Analysis of bacterial diversity in river biofilms using 16S rDNA PCR-DGGE: methodological settings and fingerprints interpretation.

Reliability of bacterial diversity assessment using polymerase chain reaction (PCR) denaturing gradient gel electrophoresis (DGGE) analysis of 16S rDNA fragments was evaluated for a particular complex microbial assemblage: river epilithic biofilm. By comparing 3 routine protocols on replicates of one river biofilm sample, we found that common DNA extraction procedures gave comparable diversity (from 28.0 to 30.7 bands detected) and community composition (> 75% of homology) despite differences in the total amount of extracted DNA (from 0.9 to 4.2 microg). Therefore methodological improvements only concerned electrophoretic separation of DNA fragments (range of denaturing gradient from 35% to 70% and migration time=18h) and standardisation of DNA amounts used (PCR-template=50 ng, gel loading=700 ng). Using such a standardised methodology we found a good reproducibility of all steps of the procedure. When an Escherichia coli strain was introduced as a contaminant in a biofilm sample, we were able to recover ribotypes from the strain. As concerns fields sampling, a satisfactory repeatability of banding patterns from neighbouring pebbles (sampling point) allowed discriminating between the biofilm intrasite variability (various points from a cross-profile). These trials confirmed that PCR-DGGE is suitable to assess a reliable genetic fingerprint of epilithic biofilms in the river.

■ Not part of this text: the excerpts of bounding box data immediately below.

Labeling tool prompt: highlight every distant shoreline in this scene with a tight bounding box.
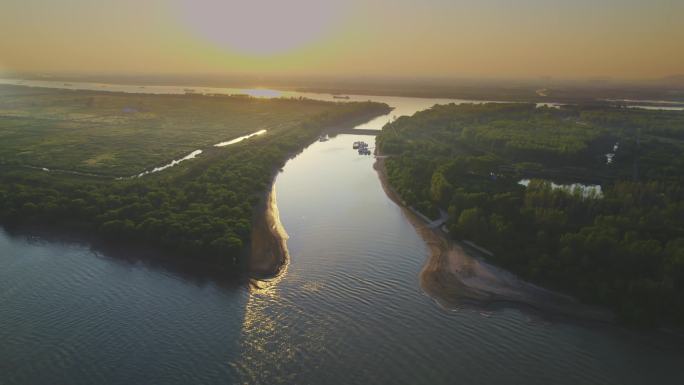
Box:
[247,108,391,280]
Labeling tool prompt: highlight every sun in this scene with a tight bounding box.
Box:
[177,0,346,55]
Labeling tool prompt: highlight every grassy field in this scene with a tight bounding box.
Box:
[0,86,344,176]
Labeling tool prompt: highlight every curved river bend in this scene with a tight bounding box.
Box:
[0,82,684,385]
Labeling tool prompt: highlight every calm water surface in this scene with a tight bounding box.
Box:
[0,82,684,385]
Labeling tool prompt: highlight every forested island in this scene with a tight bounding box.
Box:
[377,103,684,327]
[0,86,390,272]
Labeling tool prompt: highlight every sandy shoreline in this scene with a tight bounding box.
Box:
[247,107,392,280]
[373,157,613,322]
[248,184,290,279]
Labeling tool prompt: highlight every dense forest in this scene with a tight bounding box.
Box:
[0,85,368,177]
[377,104,684,326]
[0,86,389,271]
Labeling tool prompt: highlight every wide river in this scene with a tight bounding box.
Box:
[0,79,684,385]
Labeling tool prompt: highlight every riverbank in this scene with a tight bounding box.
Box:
[247,106,392,279]
[373,157,613,322]
[248,184,290,279]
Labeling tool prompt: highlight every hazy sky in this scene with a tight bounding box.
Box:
[0,0,684,78]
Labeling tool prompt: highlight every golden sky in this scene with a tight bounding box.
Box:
[0,0,684,78]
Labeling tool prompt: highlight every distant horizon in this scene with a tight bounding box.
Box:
[0,0,684,81]
[0,71,684,86]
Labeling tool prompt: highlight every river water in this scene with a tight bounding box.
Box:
[0,79,684,385]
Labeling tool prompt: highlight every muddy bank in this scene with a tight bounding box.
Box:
[374,157,613,322]
[248,185,290,279]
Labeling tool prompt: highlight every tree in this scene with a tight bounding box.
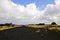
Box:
[51,22,57,25]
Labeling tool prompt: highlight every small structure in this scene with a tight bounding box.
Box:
[38,23,45,25]
[51,22,57,25]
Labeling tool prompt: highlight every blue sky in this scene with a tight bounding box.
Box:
[12,0,55,10]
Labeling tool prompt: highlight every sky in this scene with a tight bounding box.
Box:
[12,0,55,10]
[0,0,60,24]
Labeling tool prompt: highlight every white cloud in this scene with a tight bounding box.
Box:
[0,0,60,24]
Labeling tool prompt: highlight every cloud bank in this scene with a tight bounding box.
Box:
[0,0,60,24]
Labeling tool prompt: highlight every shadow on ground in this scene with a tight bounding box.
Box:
[0,26,60,40]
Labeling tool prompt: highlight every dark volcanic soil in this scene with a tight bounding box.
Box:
[0,27,60,40]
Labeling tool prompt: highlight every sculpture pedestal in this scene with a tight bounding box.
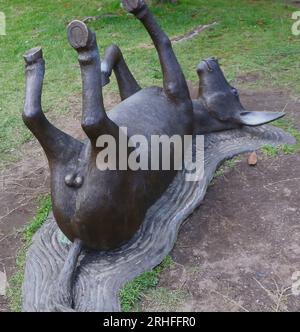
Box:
[23,126,295,312]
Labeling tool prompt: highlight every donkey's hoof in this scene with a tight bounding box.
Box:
[122,0,145,13]
[68,20,92,49]
[24,47,43,64]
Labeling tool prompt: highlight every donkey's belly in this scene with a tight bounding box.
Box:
[52,88,192,250]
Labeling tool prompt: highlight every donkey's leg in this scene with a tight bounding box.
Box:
[122,0,190,102]
[22,48,82,162]
[101,45,141,100]
[68,21,119,147]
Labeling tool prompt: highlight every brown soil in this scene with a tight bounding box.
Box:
[0,87,300,311]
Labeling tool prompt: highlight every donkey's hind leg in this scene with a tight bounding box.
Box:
[122,0,191,102]
[101,45,141,100]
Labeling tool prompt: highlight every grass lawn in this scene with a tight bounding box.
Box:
[0,0,300,165]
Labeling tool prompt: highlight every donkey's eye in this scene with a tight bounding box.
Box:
[231,88,239,97]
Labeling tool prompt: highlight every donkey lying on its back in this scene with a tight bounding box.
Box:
[23,0,283,250]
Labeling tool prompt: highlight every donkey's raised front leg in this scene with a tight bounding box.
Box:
[22,48,82,164]
[101,45,141,100]
[68,21,119,147]
[122,0,191,102]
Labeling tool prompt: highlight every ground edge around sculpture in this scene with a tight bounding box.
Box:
[23,126,295,312]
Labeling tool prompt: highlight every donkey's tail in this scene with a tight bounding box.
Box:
[50,239,82,312]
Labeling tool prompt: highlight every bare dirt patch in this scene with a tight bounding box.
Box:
[141,91,300,311]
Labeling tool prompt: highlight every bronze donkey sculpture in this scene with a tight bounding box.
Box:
[23,0,284,250]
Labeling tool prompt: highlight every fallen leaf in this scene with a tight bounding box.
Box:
[248,151,258,166]
[0,272,7,296]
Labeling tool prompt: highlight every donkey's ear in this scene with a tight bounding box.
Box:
[238,111,285,126]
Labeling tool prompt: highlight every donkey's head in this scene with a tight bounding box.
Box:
[197,58,285,126]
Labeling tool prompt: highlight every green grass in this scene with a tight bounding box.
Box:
[120,256,173,312]
[0,0,300,163]
[7,196,51,312]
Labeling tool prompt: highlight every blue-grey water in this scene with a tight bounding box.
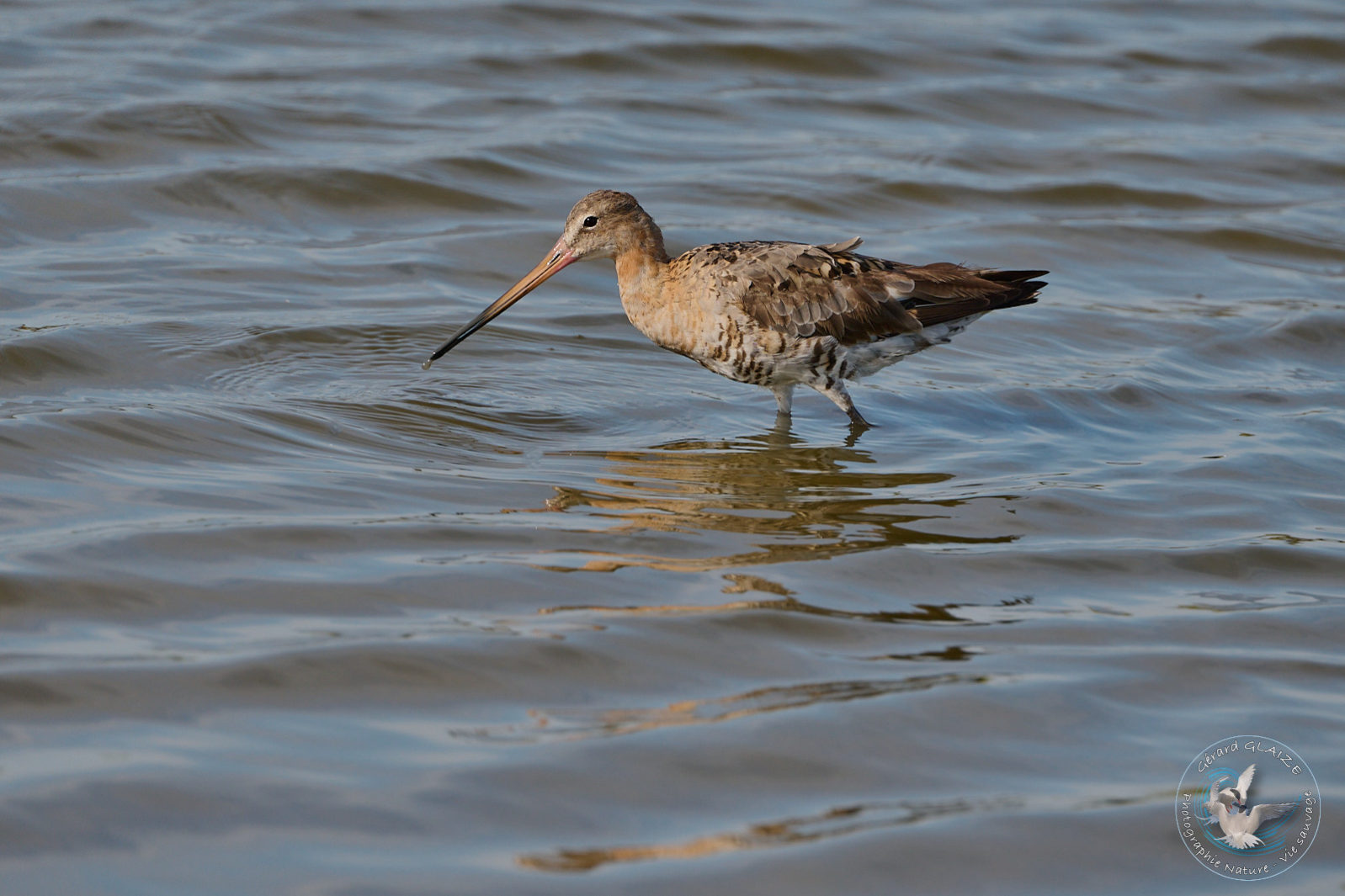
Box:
[0,0,1345,896]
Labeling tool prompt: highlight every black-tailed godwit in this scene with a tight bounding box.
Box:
[423,189,1046,427]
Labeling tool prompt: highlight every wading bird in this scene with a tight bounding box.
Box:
[423,189,1046,428]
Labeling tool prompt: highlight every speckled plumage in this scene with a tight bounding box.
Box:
[425,189,1046,427]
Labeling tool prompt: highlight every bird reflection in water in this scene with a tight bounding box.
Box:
[513,428,1015,578]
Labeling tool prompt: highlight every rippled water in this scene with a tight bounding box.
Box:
[0,0,1345,896]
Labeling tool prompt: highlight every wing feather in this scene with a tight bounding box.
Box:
[677,236,1045,344]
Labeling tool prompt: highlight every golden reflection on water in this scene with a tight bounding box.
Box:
[518,799,1021,872]
[516,429,1015,573]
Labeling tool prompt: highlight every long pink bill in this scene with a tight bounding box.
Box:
[421,238,577,370]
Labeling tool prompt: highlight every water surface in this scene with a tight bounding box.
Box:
[0,0,1345,896]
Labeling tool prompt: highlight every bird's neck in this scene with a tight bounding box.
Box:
[616,220,668,294]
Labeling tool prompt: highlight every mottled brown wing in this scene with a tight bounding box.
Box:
[715,240,1044,344]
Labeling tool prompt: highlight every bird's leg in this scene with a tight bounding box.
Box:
[814,382,873,429]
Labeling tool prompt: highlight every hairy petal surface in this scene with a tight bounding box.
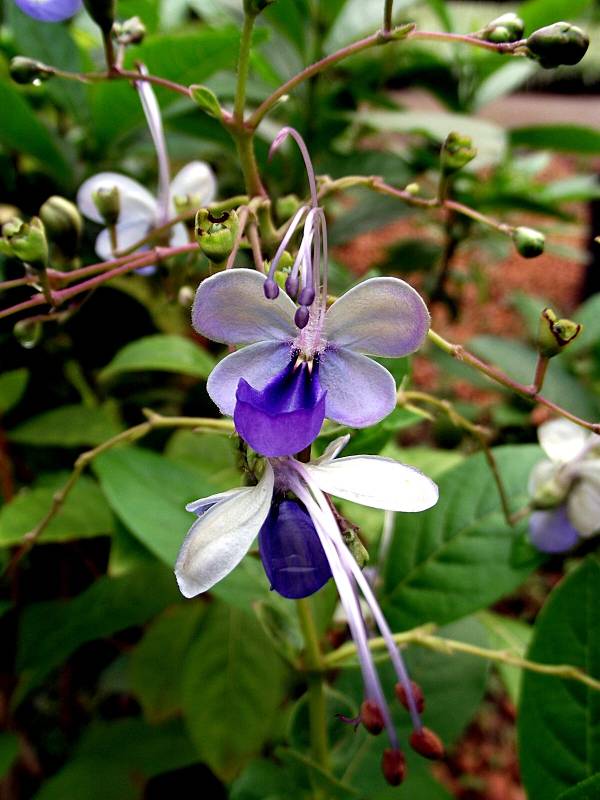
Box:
[325,278,431,357]
[175,462,273,597]
[192,269,297,344]
[320,348,396,428]
[529,506,579,553]
[233,358,326,457]
[258,500,331,600]
[304,456,439,511]
[206,342,292,417]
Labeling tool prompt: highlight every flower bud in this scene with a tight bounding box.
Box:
[360,700,385,736]
[381,747,406,786]
[10,56,54,83]
[112,17,146,45]
[512,226,546,258]
[92,186,121,227]
[526,22,590,69]
[536,308,582,358]
[194,208,239,264]
[40,195,83,258]
[481,11,525,43]
[2,217,48,270]
[410,728,444,761]
[83,0,116,34]
[441,131,477,175]
[394,681,425,714]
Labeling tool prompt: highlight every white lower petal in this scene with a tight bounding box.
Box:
[538,419,589,463]
[305,456,439,511]
[175,462,273,597]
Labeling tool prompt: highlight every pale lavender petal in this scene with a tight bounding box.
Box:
[320,348,396,428]
[77,172,156,225]
[529,506,579,553]
[325,278,430,357]
[15,0,81,22]
[192,269,297,344]
[206,342,291,417]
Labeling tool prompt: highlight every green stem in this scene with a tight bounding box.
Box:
[296,598,329,769]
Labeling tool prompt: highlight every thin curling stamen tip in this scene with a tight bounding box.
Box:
[394,681,425,714]
[360,700,385,736]
[294,306,310,330]
[381,747,406,786]
[263,278,279,300]
[410,728,444,761]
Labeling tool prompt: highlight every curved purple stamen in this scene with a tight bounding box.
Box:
[233,353,327,457]
[258,500,331,600]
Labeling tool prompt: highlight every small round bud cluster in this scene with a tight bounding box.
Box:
[512,226,546,258]
[525,22,590,69]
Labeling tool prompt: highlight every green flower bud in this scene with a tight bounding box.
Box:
[441,131,477,175]
[83,0,116,34]
[40,195,83,258]
[112,17,146,45]
[10,56,54,84]
[526,22,590,69]
[92,186,121,227]
[536,308,582,358]
[480,11,525,42]
[512,226,546,258]
[2,217,48,270]
[194,208,239,264]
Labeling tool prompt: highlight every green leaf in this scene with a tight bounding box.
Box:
[0,369,29,414]
[93,447,206,566]
[467,334,598,419]
[15,566,179,703]
[478,611,533,707]
[8,405,122,447]
[0,81,71,186]
[558,772,600,800]
[129,603,204,723]
[100,333,215,381]
[182,603,285,780]
[518,556,600,800]
[0,473,114,547]
[382,445,542,630]
[509,125,600,155]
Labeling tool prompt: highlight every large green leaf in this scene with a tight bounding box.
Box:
[519,556,600,800]
[182,603,286,779]
[15,565,180,702]
[94,447,206,566]
[100,333,215,380]
[467,336,598,419]
[0,473,114,547]
[8,405,121,447]
[383,445,542,630]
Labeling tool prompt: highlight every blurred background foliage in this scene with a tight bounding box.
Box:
[0,0,600,800]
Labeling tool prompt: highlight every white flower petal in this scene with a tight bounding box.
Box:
[171,161,217,207]
[538,419,589,463]
[77,172,156,225]
[175,462,274,597]
[305,456,438,511]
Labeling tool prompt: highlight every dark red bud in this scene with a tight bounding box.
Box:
[410,728,444,761]
[360,700,385,736]
[381,747,406,786]
[394,681,425,714]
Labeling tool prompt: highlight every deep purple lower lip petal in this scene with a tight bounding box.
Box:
[258,500,331,599]
[233,357,327,457]
[529,506,580,553]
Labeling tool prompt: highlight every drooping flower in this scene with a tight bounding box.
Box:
[77,67,216,264]
[175,436,441,783]
[15,0,81,22]
[529,419,600,553]
[192,128,430,456]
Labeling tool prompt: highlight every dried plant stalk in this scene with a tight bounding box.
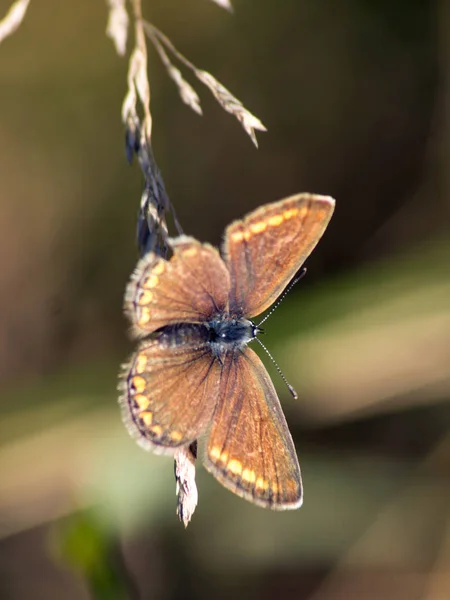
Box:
[144,21,267,147]
[0,0,30,42]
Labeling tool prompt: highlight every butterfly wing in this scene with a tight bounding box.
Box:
[223,194,335,317]
[119,330,221,452]
[125,236,230,337]
[204,348,302,510]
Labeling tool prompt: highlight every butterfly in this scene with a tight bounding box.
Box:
[120,194,335,510]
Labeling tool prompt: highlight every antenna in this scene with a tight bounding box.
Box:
[255,338,298,400]
[257,267,306,326]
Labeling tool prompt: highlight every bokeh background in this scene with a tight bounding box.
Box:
[0,0,450,600]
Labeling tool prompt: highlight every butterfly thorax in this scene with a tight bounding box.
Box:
[154,315,260,357]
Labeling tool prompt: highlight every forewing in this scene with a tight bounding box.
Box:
[119,338,221,452]
[223,194,335,317]
[125,236,230,336]
[204,348,302,510]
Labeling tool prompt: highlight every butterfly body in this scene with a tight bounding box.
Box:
[120,194,334,510]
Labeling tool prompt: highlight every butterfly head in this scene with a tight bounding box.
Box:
[208,315,261,356]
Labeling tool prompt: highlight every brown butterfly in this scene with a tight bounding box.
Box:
[120,194,335,510]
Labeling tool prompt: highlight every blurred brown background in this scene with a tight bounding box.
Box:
[0,0,450,600]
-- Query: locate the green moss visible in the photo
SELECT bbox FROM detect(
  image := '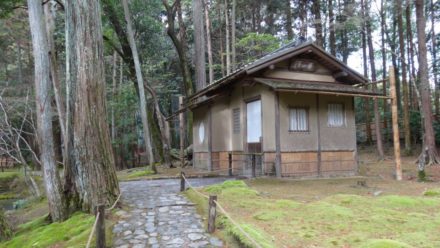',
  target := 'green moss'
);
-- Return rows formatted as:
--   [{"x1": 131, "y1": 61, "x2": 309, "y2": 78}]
[
  {"x1": 0, "y1": 212, "x2": 101, "y2": 248},
  {"x1": 423, "y1": 188, "x2": 440, "y2": 196},
  {"x1": 275, "y1": 199, "x2": 301, "y2": 208},
  {"x1": 254, "y1": 210, "x2": 284, "y2": 221},
  {"x1": 220, "y1": 216, "x2": 276, "y2": 248},
  {"x1": 361, "y1": 239, "x2": 411, "y2": 248},
  {"x1": 0, "y1": 170, "x2": 20, "y2": 180},
  {"x1": 0, "y1": 193, "x2": 18, "y2": 200},
  {"x1": 378, "y1": 195, "x2": 440, "y2": 208}
]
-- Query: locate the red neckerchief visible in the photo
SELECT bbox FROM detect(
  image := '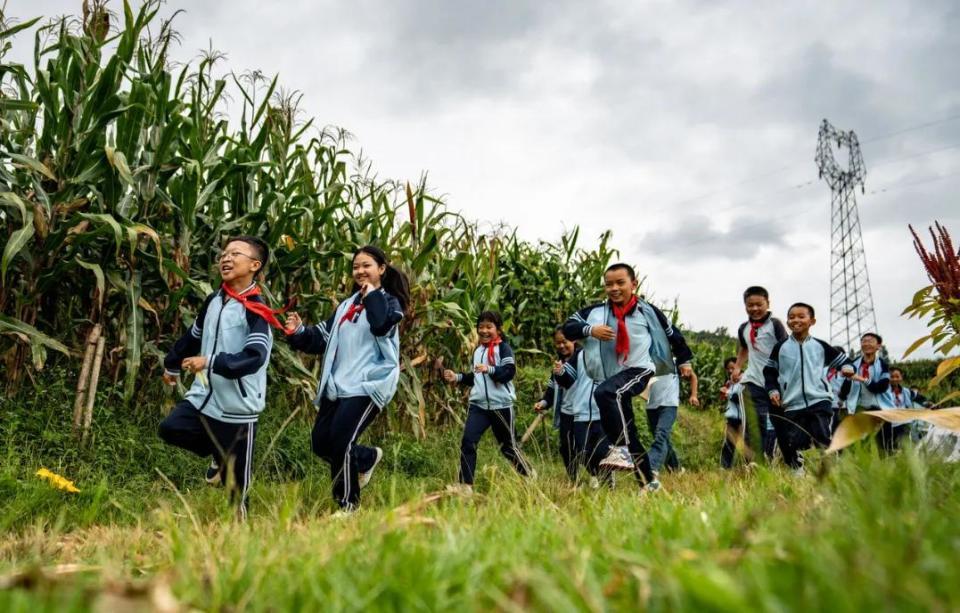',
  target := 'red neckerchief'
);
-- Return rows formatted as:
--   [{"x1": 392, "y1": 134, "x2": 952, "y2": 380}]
[
  {"x1": 610, "y1": 296, "x2": 637, "y2": 364},
  {"x1": 220, "y1": 283, "x2": 293, "y2": 334},
  {"x1": 340, "y1": 302, "x2": 363, "y2": 324},
  {"x1": 480, "y1": 336, "x2": 503, "y2": 366},
  {"x1": 750, "y1": 312, "x2": 770, "y2": 349}
]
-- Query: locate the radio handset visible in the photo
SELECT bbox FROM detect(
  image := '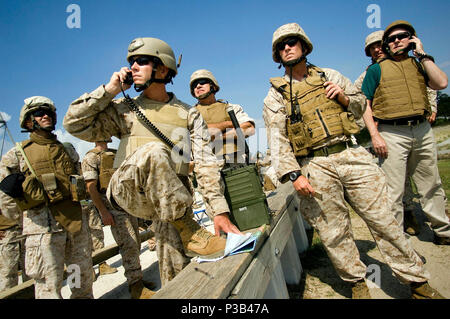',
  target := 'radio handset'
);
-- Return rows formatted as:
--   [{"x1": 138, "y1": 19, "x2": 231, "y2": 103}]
[
  {"x1": 408, "y1": 36, "x2": 416, "y2": 51},
  {"x1": 123, "y1": 72, "x2": 133, "y2": 85}
]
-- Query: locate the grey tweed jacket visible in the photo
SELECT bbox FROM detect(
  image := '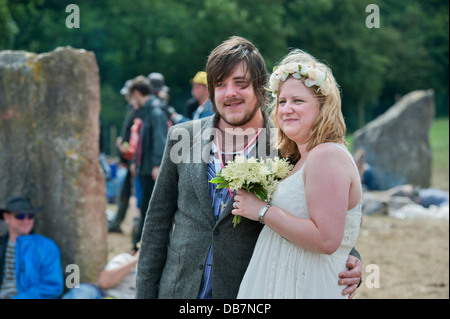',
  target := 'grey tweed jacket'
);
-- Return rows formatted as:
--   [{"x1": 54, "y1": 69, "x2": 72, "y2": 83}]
[{"x1": 136, "y1": 115, "x2": 278, "y2": 299}]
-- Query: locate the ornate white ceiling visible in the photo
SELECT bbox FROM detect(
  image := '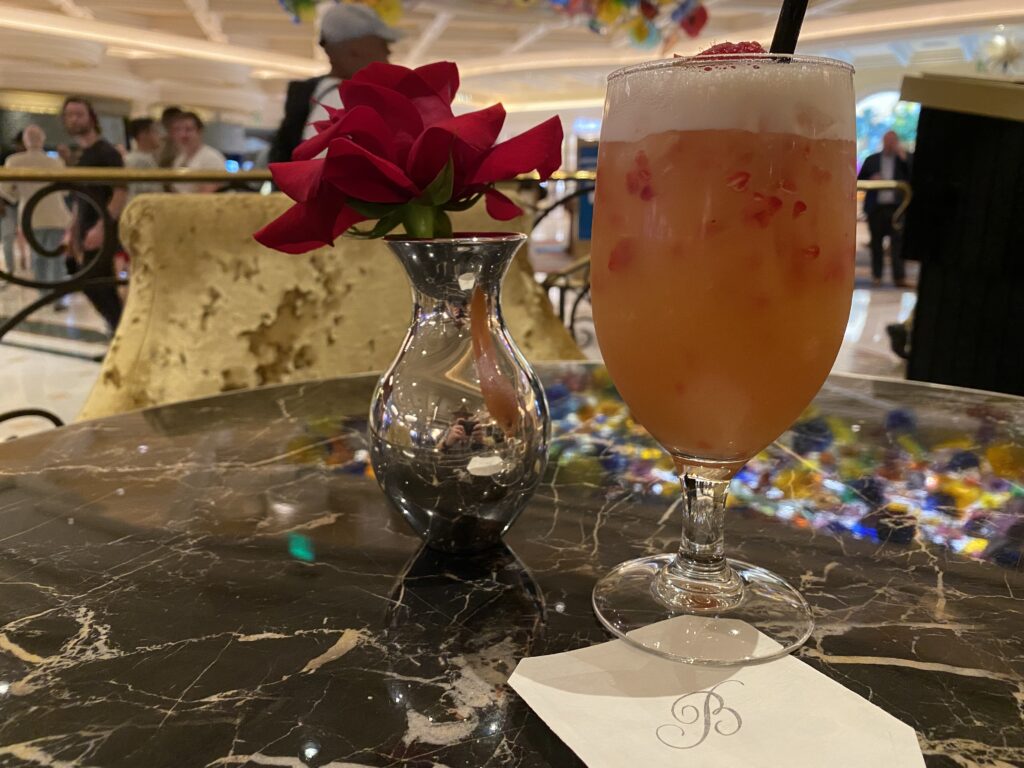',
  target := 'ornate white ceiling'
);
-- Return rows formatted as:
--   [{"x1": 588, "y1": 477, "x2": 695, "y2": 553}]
[{"x1": 0, "y1": 0, "x2": 1024, "y2": 122}]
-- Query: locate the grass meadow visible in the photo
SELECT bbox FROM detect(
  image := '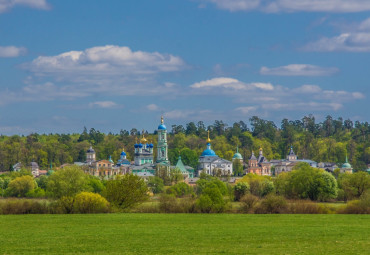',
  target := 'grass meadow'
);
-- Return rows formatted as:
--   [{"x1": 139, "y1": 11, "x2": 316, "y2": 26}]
[{"x1": 0, "y1": 213, "x2": 370, "y2": 254}]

Phylogenetic analysis of 40 partial sequences of 16S rDNA from DGGE gels of two sets of river biofilms samples proved evidences for the retrieval of DNA fragments related to phototroph Eukarya. However, in both cases plastidial 16S rDNA represented less than 25% of the analysed operational taxonomic units. Taking into account that Cyanobacteria, as members of the Bacteria, were also detected, sequence analysis of relevant bands from the pattern is required to target "bacteria", i.e. the functional group of prokaryotic microorganisms to which one commonly refers as a key component in sustaining the nutrient turnover.